When the arrow appeared next to the birdcage, I finally understood what my partner was trying to say.
The game was a clone of Pictionary—I had to guess the phrase based on a drawing. My partner had initially depicted a duck next to a cage, plus a hand, and a pond. Only after I asked for another drawing and the arrow was added did I realize the hand was “releasing” the duck, not feeding it. “You win!!!” I was told, after typing in the full answer.
There was no prize, but it felt good. My partner felt nothing—because it was a bot. Despite our mutually incompatible hardware and wetware, we’d found shared meaning, of a kind, in a tangle of pixels and characters.

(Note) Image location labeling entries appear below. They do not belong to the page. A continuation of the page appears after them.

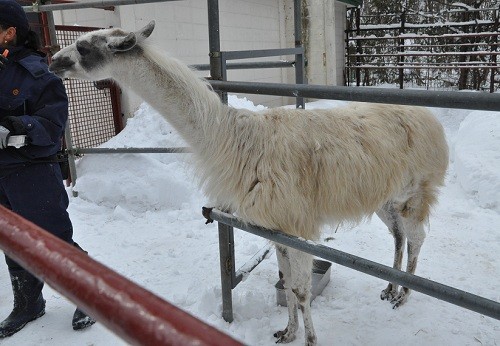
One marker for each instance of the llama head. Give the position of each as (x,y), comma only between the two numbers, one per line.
(92,54)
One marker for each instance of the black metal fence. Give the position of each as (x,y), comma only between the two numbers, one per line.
(449,50)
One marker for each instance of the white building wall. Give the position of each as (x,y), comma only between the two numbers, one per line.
(182,31)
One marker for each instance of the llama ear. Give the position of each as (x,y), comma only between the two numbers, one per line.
(121,44)
(146,31)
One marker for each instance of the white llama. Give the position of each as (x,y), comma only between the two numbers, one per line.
(286,169)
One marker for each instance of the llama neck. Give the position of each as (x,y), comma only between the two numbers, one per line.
(174,91)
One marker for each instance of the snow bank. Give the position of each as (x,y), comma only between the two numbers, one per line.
(477,158)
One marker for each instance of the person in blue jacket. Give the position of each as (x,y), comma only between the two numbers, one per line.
(33,102)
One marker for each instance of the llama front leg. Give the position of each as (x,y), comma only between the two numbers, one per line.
(288,334)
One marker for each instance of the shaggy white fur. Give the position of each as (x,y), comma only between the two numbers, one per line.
(292,170)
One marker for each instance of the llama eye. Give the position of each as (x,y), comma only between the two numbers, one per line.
(82,49)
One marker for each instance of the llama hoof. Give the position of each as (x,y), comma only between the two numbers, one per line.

The game, named Iconary, is now available for anyone to play online. If you play, you’ll be contributing to a research project trying to make computers better coworkers and collaborators. You don’t have to play long to see that the bot needs the help. How showing me a cat superimposed with a crucifix was supposed to help signify “laughing in the yard,” is unclear.
Getting computers and humans to play games together isn’t new. It’s been an obsession of some artificial intelligence researchers since the field’s early days in the 1950s. Yet that history is largely one of conquest by machines. Over the decades, computers have progressively beaten human champions at checkers, chess, Go, and in December, the popular strategy videogame StarCraft II.